Guan Bin, Pungaliya Pooja, Li Xiang, Uquillas Carlos, Mutton Laura N, Rubin Eric H, Bieberich Charles J
Department of Biological Sciences, University of Maryland, Baltimore County, Baltimore, Maryland 21250, USA.
J Biol Chem. 2008 Feb 22;283(8):4834-40. doi: 10.1074/jbc.M708630200. Epub 2007 Dec 12.

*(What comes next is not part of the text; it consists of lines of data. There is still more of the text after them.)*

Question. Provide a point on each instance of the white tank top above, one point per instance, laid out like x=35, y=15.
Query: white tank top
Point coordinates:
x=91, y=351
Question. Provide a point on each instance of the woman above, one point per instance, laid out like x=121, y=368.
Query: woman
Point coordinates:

The NKX3.1 gene located at 8p21.2 encodes a homeodomain-containing transcription factor that acts as a haploinsufficient tumor suppressor in prostate cancer. Diminished protein expression of NKX3.1 has been observed in prostate cancer precursors and carcinomas. TOPORS is a ubiquitously expressed E3 ubiquitin ligase that can ubiquitinate tumor suppressor p53. Here we report interaction between NKX3.1 and TOPORS. NKX3.1 can be ubiquitinated by TOPORS in vitro and in vivo, and overexpression of TOPORS leads to NKX3.1 proteasomal degradation in prostate cancer cells. Conversely, small interfering RNA-mediated knockdown of TOPORS leads to an increased steady-state level and prolonged half-life of NKX3.1. These data establish TOPORS as a negative regulator of NKX3.1 and implicate TOPORS in prostate cancer progression.
位于8p21.2的NKX3.1基因编码一种含同源结构域的转录因子,该因子在前列腺癌中作为单倍体不足的肿瘤抑制因子发挥作用。在前列腺癌前体和癌组织中已观察到NKX3.1蛋白表达减少。TOPORS是一种普遍表达的E3泛素连接酶,可使肿瘤抑制因子p53泛素化。在此我们报告NKX3.1与TOPORS之间的相互作用。在体外和体内,NKX3.1均可被TOPORS泛素化,并且TOPORS的过表达导致前列腺癌细胞中NKX3.1经蛋白酶体降解。相反,小干扰RNA介导的TOPORS敲低导致NKX3.1的稳态水平升高和半衰期延长。这些数据确立了TOPORS作为NKX3.1的负调节因子,并表明TOPORS与前列腺癌进展有关。